What I noticed is that whoever was in the position of dishing out their frustration, anger and sometimes physical retribution the person on the other end receiving it, just stood there and took the physical or verbal punishment.
I see it all the time with children.
I’ll use my kids as an example, but remember this happens with adults as well. For example, my younger and middle child are playing just fine. Suddenly the younger one snatches a toy from the older one. My older child angrily says, “Give it back.” My younger child refuses to return it and then begins to kick him.
From the other room I hear the tension. The yelling, screaming and crying. My older son screams, “Mom, moooooooom, he’s kicking and won’t stop.”

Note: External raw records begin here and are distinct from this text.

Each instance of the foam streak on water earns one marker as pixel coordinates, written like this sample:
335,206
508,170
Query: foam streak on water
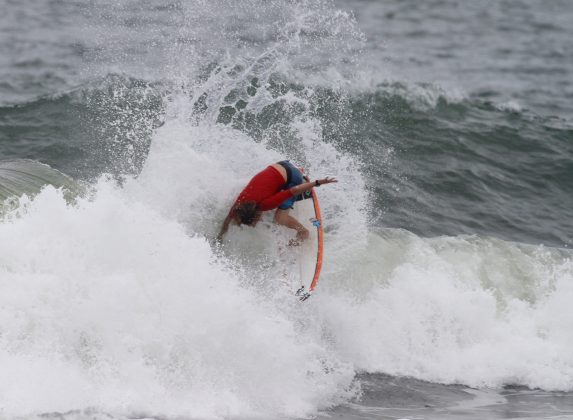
114,300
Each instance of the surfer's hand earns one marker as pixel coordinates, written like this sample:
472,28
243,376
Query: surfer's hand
327,180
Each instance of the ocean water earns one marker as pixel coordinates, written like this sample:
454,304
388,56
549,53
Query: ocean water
128,127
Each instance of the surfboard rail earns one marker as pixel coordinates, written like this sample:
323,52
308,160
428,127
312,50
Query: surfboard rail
319,253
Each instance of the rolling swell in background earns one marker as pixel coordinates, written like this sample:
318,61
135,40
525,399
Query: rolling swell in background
116,302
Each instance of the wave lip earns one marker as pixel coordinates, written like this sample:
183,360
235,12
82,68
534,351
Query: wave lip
23,176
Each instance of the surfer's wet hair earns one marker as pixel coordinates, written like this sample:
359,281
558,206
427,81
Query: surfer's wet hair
246,212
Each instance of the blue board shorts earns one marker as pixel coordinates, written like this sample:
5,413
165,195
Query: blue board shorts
294,178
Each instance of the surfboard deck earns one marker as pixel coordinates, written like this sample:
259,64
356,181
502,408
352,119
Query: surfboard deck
310,251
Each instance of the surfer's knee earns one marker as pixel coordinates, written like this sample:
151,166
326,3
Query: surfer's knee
246,213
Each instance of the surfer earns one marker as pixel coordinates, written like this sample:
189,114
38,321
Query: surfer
276,187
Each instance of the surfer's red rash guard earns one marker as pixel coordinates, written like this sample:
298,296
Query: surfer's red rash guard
265,189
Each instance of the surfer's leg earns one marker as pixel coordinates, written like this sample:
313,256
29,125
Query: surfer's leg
282,217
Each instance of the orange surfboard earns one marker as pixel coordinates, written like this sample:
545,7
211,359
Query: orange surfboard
310,252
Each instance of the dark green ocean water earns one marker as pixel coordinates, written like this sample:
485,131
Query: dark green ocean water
452,121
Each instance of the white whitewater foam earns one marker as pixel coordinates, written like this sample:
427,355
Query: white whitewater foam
108,304
479,312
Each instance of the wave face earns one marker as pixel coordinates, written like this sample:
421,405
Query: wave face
446,240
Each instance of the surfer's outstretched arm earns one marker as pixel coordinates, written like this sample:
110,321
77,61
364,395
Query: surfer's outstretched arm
306,186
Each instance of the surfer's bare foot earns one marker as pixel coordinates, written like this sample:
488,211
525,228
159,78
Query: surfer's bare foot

I walk in to the room and my older son is still standing a few feet away from my younger son all the while he kicks him. I ask my younger son to stop. Then I look at my older son and remind him, “You do realize that you can move away? Why are you still standing there letting him hit you? You have a choice in this situation and that’s to stand there or to move.”
Seriously, I don’t know how many times I’ve said this to my boys and they look at me in shock and awe. As if I said the most enlightening thing ever.
I really don’t know what it is that’s engrained in us that keeps us there. Is it politeness and we think, I shouldn’t walk away even though this person is cursing and yelling at me? Or is it that we don’t want them to think they’ve won and risk looking like a coward, so we just going to stand here and let them verbally abuse us?
I have to remind my boys to set boundaries with friends or strangers and not to let them talk to them in rude or mean ways.
I constantly find myself coaching my kids through conflict but my hope is they will eventually adopt these methods for themselves.
Conflict Resolution: The One Thing Kids Need To Remember
So, what is the one thing our kids need to remember especially in bullying situations: they can walk away.
You can walk away. You can always walk away, unless of course someone has you in head lock position which is not rare to find in my house with boys who like to wrestle.
Walk away, is very simple! It will help them feel empowered. But for some reason both kids and adults tend to forget.
This is one of the many solutions I have shared with my children (there are lots of ways to solve different types of conflict. The “walk away” rule is applicable in situations where the person is just wanting to annoy you or lash out at you with their words):
- Put an end to it–In your most confident voice tell them to stop.
- Express your thoughts–When you called me a baby that hurt my feelings.
- Warning–If you continue saying that I’m going to leave the room.
- Leave– If they continue doing the same thing then walk out of the room or area.
The above doesn’t necessarily work for bullying situations the example below would work best.
For bullying situations, this is one of the many solutions I’ve shared with my children:
- Put an end to it–look them in the eye and in your most confident voice say–Stop!
- Walk away.
- Tell an adult.
Our goal as parents is to give our kids tools so they can feel confident when we are not around.
So whatever you do, try not to fight the fight for them even if it’s just their little brother.
These little sibling fights at home are the perfect training grounds for your kids to learn how to stand up to others. Though with bullying situations you may need to intervene after your child has done all of the necessary steps and it still continues.
Why do you think it’s hard for us to walk away?